I have come in hungry as a bear; I can't wait till dinner
time. Please run down to the dining-room and tell them to bring me up
some lunch."
"What would you like?"
"Anything--whatever you had for your lunch." The young girl was
embarrassed.
"The fact is ... I ... I have not had any lunch to-day."
"Why not?" exclaimed Miguel, with a great show of surprise. "Why, here
it is almost six o'clock.... Didn't they bring you anything? See here,
Juana, Juana" (calling in a loud voice), "call Senorita Julia...."
"What are you going to do? for Heaven's sake what are you going to do?"
cried the girl, full of terror.
"Nothing; merely to find out why they have not brought you any
sweetmeats, or a piece of pie, or whatever you take...."
"But I did not ask for anything!"
"That makes no difference; it is their business always to bring you
whatever you are used to having."
"What did you want, Miguel?" asked Julia, coming in.

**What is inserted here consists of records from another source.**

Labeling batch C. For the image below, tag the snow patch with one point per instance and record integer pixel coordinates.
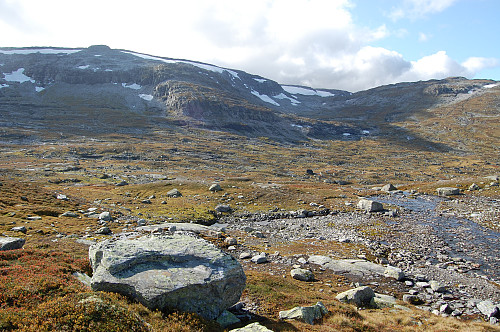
(146, 97)
(134, 86)
(265, 98)
(18, 76)
(324, 93)
(40, 50)
(306, 91)
(283, 96)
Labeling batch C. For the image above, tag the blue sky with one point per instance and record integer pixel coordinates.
(464, 29)
(340, 44)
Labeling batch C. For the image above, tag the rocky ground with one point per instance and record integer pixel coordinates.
(403, 239)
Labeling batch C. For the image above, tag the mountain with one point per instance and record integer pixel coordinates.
(99, 91)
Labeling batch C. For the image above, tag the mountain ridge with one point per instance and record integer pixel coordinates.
(46, 86)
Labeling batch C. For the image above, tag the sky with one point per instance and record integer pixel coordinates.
(337, 44)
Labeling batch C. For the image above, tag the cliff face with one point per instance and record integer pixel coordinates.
(101, 90)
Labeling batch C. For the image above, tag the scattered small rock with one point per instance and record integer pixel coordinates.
(259, 259)
(388, 187)
(306, 314)
(302, 274)
(370, 206)
(174, 193)
(105, 216)
(447, 191)
(254, 327)
(21, 229)
(69, 214)
(223, 208)
(11, 243)
(215, 187)
(360, 296)
(104, 231)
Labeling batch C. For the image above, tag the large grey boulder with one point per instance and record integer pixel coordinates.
(394, 272)
(306, 314)
(11, 243)
(488, 308)
(179, 271)
(174, 193)
(369, 205)
(215, 187)
(388, 187)
(360, 296)
(447, 191)
(254, 327)
(302, 274)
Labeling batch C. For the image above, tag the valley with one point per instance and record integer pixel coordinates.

"I wanted to ask why it was that Maximina hasn't been served with lunch,
and here it is almost six o'clock."
Julia, in her turn, was confused.
"Why, it was because ... because Maximina doesn't take lunch."
"What do you mean ... doesn't take lunch?" exclaimed Miguel, in
astonishment.
"I asked her about it the very first day, and she told me that she was
not in the habit of taking lunch."
Miguel gazed at Maximina, who blushed as though she had been detected in
some heinous crime.
"Then I will tell you that she does," he said, raising his voice and
turning upon Julia with stern countenance. "I tell you that she always
is accustomed to have one, and you have done very wrong, knowing her
disposition, not to insist upon it, or at least not to have asked me
about it."
"For Heaven's sake, Miguel!" murmured Maximina, in a tone of real
anguish.
Julia flushed deeply, and turning on her heels, hastened from the room.
Maximina remained like one petrified.
Her husband, with a frowning face, strode up and down the room several
times, and then followed his sister and went straight to the
dining-room, where he found her very melancholy, taking out some plates.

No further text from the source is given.